Former U.S. senator Jesse Helms dies
The staunchly conservative Helms was first elected to Congress as a Republican in 1972 and went on to serve three decades in the seat.
Jimmy Broughton, Helms' former chief of staff, said the former senator died of natural causes in Raleigh, N.C. The Jesse Helms research centre said he died at 1:15 a.m. Friday.
Senate Republican Leader Mitch McConnell of Kentucky said few senators could match Helms' reputation.
"Today we lost a Senator whose stature in Congress had few equals. Senator Jesse Helms was a leading voice and courageous champion for the many causes he believed in," McConnell said in a statement.
The North Carolina-born Helms was seen as an icon of Republican conservatism but battled with politicians of all stripes during his five consecutive terms in office. He was nicknamed "Senator No" for blocking nominations and legislation.
During his time as chairman of the powerful Senate foreign relations committee, he used his position to influence a number of decisions. He was known for his strong and vocal stance against communism and big government.

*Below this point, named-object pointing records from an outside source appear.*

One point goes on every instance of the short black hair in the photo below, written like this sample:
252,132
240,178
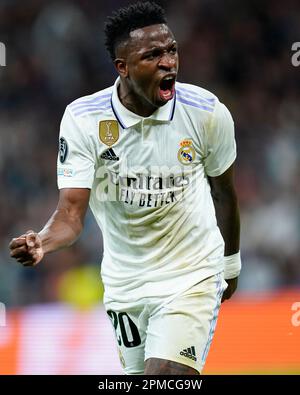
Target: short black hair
126,19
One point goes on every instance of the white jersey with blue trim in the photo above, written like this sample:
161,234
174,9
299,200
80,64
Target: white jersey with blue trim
150,193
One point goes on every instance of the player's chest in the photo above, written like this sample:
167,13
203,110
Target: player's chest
145,144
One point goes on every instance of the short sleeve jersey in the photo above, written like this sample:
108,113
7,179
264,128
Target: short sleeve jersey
150,193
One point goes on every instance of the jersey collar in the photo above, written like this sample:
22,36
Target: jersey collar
127,118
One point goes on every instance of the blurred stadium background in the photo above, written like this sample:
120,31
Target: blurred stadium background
241,51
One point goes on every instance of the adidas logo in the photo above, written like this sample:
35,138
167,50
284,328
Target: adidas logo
109,155
189,353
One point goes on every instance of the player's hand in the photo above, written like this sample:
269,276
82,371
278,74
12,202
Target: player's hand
27,249
229,291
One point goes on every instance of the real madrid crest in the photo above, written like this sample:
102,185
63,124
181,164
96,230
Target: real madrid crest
109,132
186,153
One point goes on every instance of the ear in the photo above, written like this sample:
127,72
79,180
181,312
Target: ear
121,67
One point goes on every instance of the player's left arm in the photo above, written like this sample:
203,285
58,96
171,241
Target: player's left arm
228,219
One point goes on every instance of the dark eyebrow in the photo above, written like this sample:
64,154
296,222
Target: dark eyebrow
160,48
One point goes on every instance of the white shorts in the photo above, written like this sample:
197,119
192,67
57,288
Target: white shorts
179,330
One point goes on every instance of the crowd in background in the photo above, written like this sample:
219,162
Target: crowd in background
241,51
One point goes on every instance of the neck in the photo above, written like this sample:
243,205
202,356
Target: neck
133,102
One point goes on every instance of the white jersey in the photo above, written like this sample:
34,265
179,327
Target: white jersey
150,193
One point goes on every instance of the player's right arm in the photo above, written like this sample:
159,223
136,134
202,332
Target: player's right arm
62,229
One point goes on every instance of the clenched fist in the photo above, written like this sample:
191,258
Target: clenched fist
27,249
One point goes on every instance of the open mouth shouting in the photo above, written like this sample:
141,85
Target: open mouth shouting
167,87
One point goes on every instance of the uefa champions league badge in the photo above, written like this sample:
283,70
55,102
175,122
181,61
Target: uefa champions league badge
186,153
109,132
63,149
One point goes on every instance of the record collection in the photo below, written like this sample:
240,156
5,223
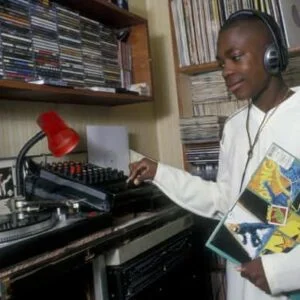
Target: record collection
90,36
110,56
69,40
45,43
16,42
42,41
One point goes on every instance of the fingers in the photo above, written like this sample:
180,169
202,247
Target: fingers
254,272
137,170
142,170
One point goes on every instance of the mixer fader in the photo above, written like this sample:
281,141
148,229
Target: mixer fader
104,189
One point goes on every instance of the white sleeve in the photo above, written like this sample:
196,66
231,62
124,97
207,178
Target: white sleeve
202,197
282,271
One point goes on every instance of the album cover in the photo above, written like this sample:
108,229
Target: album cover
265,219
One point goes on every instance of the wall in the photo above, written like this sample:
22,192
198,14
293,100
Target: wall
165,106
152,127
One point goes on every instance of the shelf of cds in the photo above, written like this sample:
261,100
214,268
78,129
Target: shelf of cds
65,51
203,100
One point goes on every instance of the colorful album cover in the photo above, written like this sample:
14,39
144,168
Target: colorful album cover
266,217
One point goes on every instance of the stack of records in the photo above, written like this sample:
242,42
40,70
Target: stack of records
204,160
91,52
1,61
16,43
69,40
201,129
45,43
110,62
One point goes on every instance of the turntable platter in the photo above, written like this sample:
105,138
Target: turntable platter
12,228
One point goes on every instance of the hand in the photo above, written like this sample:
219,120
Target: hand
254,272
142,170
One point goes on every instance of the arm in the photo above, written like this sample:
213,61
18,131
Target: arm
199,196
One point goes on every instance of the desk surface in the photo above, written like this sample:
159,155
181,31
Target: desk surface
15,264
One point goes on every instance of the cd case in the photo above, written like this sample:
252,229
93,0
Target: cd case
265,218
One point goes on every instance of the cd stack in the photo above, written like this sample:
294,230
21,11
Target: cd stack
16,44
69,40
110,62
45,43
91,52
1,59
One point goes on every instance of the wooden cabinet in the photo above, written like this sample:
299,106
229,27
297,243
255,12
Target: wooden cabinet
111,15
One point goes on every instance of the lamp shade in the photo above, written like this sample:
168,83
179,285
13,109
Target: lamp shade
61,138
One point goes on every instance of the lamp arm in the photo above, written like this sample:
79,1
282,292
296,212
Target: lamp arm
20,162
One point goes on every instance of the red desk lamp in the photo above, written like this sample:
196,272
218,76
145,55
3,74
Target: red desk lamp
61,140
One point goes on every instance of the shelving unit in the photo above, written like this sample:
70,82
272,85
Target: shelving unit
188,9
111,15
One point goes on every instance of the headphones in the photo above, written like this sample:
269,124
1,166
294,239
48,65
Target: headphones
276,54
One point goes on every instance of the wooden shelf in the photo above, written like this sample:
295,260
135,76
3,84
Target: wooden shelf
18,90
196,69
106,13
110,15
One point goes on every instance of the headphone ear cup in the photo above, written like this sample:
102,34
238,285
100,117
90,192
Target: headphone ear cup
272,60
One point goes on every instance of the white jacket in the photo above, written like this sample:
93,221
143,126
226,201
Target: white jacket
213,199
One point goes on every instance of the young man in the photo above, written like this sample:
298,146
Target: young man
252,55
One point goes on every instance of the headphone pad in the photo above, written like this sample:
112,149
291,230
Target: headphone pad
272,59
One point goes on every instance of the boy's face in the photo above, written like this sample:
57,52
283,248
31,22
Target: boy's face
240,52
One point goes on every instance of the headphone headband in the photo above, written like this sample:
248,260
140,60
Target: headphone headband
276,55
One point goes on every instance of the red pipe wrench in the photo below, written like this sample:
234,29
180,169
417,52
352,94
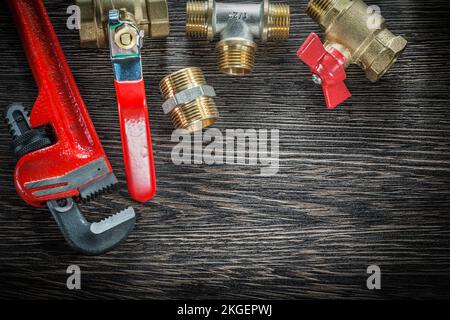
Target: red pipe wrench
126,41
60,155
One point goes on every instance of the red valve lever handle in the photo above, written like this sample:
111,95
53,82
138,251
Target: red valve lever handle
328,65
136,139
45,174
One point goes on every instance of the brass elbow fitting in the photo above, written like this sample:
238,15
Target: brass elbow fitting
239,25
351,28
189,100
149,15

"Compromise, hell! … If freedom is right and tyranny is wrong, why should those who believe in freedom treat it as if it were a roll of bologna to be bartered a slice at a time?" Helms wrote in a 1959 editorial that foretold his political style.
Ed Feulner, president of the U.S.-based conservative Heritage Foundation, said Helms was "one of the most consequential figures of the 20th century."
"Along with Barry Goldwater and Ronald Reagan, he helped establish the conservative movement and became a powerful voice for free markets and free people," he said.
He co-sponsored the Helms-Burton Act in 1996 that punished foreign companies, including Canadian ones, that did business with Cuba. At the time, he compared Canada's dealings with Cuba's Fidel Castro to pre-war British appeasement of Adolf Hitler.
Helms was an unrelenting critic of the United Nations, driving budget cuts that prevented payment of debts to the international agency.
He also opposed arms control and foreign aid, once describing it as throwing money down foreign rat holes.
But in later years he was open to compromise and worked with Democrats on legislation to pay back debts to the UN.
Helms supported prayer in public schools and opposed busing of students for racial integration. He also led crusades against abortion — which he likened to the Holocaust — and homosexuality.
In 1993, when then-President Bill Clinton sought to confirm an openly homosexual assistant secretary at the Department of Housing and Urban Development, Helms registered his disgust.
"I'm not going to put a lesbian in a position like that," he said in a newspaper interview at the time. "If you want to call me a bigot, fine."
But he also softened his views on AIDS, advocating greater federal funding to fight the disease in Africa and elsewhere overseas.
Later in life, Helms was slowed down by a variety of illnesses, including a bone disorder, prostate cancer and heart problems.
Before entering politics, Helms worked as a journalist, congressional aide, banking executive and political commentator. He also served in the U.S. navy for several years.